Nei versi di Tammy Lai-Ming Ho, i protagonisti sono i lavoratori sfruttati di Hong Kong che “stanno portando avanti questa città”. Tammy Ho ha fondato Cha: An Asian Literary Journal nel 2007, esattamente un decennio dopo il passaggio di consegne da Regno Unito a Cina, ed è la prima rivista letteraria internazionale in lingua inglese con sede a Hong Kong. Tammy Ho è un’instancabile attivista culturale che nel corso della stagione di protesta ha commentato quasi quotidianamente ciò che accadeva con nuove poesie sul suo profilo Facebook. È anche la direttrice di PEN Hong Kong, la branca locale di PEN International, nota associazione di scrittori con decine di sedi sparse in tutto il mondo e specialmente attiva a difesa della libertà d’espressione, del lavoro e della vita di molti autori che vivono in contesti a rischio. PEN Hong Kong è stata ri-fondata nel 2016 come centro bilingue, trasformando il precedente centro che invece lavorava soltanto in inglese, escludendo il cantonese. Il pomeriggio del 4 giugno hanno ospitato su Zoom una veglia per le vittime di Piazza Tiananmen, un amaro e significativo rimpiazzo al classico raduno che ogni anno si tiene a Victoria Park e che nel 2020 è stato proibito con la scusa della pandemia da COVID-19. Durante il lockdown le attività online si sono strette tra loro.
Quanto le azioni politiche e sociali si intrecciano con l’editoria indipendente e quanto i sistemi di distribuzione hanno a che vedere con il fare o non fare comunità, e come farla, sono stati argomenti di discussione in una delle conversazioni ospitate da Folding Horizons, una serie di talk che registrano lo stato di eccezione e il clima di emergenze (ecologici, politici, sociali, tecnologici) come base da cui partire per individuare “le coordinate della futurabilità e della sopravvivenza”.
Questo tragitto che parte dal riconoscere una correlazione tra le proteste di Hong Kong e Black Lives Matter e passa attraverso altri fenomeni, come la gentrificazione o lo sfruttamento dei migranti, evidenzia come viviamo tutti nello stesso tempo, come questi mondi siano coevi. Quando dipingiamo Hong Kong come una metropoli cyberpunk, dunque proiettata in un futuro distopico in cui noi non viviamo, concedendoci di credere che abbiamo ancora chances per salvarci, stiamo mettendo all’opera un meccanismo orientalista, come scrive Gabriele De Seta in Sinofuturism as Inverse Orientalism: China’s Future and the Denial. I preconcetti che condizionano moltissima informazione sull’Asia sono vittime di quell’orientalismo con cui siamo più familiari, quello individuato da Edward Said, per cui l’Altro vive in un presente dai tratti antichi e passati.

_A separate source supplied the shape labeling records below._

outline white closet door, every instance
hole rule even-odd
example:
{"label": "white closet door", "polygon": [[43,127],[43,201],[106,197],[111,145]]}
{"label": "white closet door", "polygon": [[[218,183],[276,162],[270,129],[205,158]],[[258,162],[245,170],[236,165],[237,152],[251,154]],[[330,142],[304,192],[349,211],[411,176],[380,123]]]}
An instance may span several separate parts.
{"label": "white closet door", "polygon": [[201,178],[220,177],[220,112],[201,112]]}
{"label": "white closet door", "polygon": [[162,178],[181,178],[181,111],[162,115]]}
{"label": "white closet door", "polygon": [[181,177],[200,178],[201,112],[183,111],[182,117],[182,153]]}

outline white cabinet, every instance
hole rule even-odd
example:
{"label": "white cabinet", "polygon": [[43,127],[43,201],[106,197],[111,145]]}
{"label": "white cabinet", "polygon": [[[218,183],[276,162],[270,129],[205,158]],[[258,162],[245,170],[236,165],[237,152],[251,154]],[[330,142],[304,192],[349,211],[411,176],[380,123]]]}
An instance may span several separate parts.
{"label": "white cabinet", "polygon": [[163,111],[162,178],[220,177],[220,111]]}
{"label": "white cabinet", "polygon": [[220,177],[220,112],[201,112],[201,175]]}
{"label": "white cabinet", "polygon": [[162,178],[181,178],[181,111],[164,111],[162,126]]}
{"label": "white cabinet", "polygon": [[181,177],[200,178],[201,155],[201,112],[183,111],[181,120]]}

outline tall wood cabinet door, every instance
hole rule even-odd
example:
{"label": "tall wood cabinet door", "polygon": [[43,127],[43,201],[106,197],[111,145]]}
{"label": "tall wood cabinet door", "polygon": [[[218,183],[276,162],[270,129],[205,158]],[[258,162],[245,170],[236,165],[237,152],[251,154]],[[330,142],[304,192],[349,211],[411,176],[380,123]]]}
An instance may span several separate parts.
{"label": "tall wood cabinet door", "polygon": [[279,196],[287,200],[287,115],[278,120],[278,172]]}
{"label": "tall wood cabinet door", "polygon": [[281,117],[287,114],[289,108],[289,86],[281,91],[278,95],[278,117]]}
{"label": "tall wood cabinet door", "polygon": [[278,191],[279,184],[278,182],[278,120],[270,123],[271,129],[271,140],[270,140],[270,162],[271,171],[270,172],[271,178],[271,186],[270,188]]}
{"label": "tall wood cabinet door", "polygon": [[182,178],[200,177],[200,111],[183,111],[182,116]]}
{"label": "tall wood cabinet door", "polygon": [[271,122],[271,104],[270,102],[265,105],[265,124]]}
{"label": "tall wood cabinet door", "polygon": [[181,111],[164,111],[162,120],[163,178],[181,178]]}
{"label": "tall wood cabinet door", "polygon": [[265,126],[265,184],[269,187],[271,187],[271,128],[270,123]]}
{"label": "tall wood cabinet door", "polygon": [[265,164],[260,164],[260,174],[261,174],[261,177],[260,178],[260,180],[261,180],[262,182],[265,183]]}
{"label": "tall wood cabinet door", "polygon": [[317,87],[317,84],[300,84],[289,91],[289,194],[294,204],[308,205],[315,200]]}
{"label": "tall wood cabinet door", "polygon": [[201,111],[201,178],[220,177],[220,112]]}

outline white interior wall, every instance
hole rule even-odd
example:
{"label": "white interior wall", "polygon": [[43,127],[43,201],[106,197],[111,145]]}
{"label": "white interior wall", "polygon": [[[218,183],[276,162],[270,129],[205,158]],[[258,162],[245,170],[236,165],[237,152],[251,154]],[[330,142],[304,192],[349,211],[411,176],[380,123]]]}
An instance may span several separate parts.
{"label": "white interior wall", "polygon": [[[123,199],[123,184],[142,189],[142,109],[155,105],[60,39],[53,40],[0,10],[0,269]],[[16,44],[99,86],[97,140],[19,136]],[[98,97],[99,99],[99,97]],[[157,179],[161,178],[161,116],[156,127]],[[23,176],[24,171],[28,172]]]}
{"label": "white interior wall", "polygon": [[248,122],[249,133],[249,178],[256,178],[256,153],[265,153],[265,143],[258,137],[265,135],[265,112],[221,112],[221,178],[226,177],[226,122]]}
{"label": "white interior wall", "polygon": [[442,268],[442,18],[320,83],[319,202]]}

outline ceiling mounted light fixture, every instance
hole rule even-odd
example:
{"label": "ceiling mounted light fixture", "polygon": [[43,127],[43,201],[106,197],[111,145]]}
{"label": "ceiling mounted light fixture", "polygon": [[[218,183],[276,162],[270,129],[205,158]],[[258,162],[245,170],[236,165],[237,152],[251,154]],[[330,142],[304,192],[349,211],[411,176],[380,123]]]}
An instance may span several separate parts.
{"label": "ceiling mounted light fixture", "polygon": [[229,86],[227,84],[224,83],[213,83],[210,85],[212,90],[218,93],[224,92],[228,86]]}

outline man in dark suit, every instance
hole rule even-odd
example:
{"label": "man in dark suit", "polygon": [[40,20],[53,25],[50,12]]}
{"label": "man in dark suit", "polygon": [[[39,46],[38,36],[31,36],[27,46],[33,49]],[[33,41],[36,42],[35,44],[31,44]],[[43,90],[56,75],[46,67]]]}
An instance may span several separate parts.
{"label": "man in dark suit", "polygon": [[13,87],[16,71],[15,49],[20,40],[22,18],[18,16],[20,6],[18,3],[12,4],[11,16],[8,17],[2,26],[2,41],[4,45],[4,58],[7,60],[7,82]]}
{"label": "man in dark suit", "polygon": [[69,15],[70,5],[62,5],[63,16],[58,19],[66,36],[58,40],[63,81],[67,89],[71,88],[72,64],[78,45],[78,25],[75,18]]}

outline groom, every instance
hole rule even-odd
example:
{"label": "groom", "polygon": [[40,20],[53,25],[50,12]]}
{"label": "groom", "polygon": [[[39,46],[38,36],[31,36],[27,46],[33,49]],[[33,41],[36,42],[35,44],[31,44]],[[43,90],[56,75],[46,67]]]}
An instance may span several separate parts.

Ma c’è un altro orientalismo all’opera in questi tempi di big data e tecnologia della sorveglianza, quello per cui l’Altro (nel nostro caso Hong Kong) vive in un presente dai tratti futuri. La negazione originaria messa in atto da ogni orientalismo è che noi e l’Altro non siamo coevi, non condividiamo il tempo (e la temperie) in cui viviamo. Ma trincerarci in un “Presente occidentale” non fa che attivare uno sguardo cieco, che impedisce di vedere e comprendere il tempo che tutti condividiamo. Quindi siamo già nel più spaventoso dei mondi possibili? Hong Kong, capitale finanziaria globale sottoposta alla legge del Partito comunista cinese, è il peggiore incubo autoritario e capitalista o è già la nostra realtà?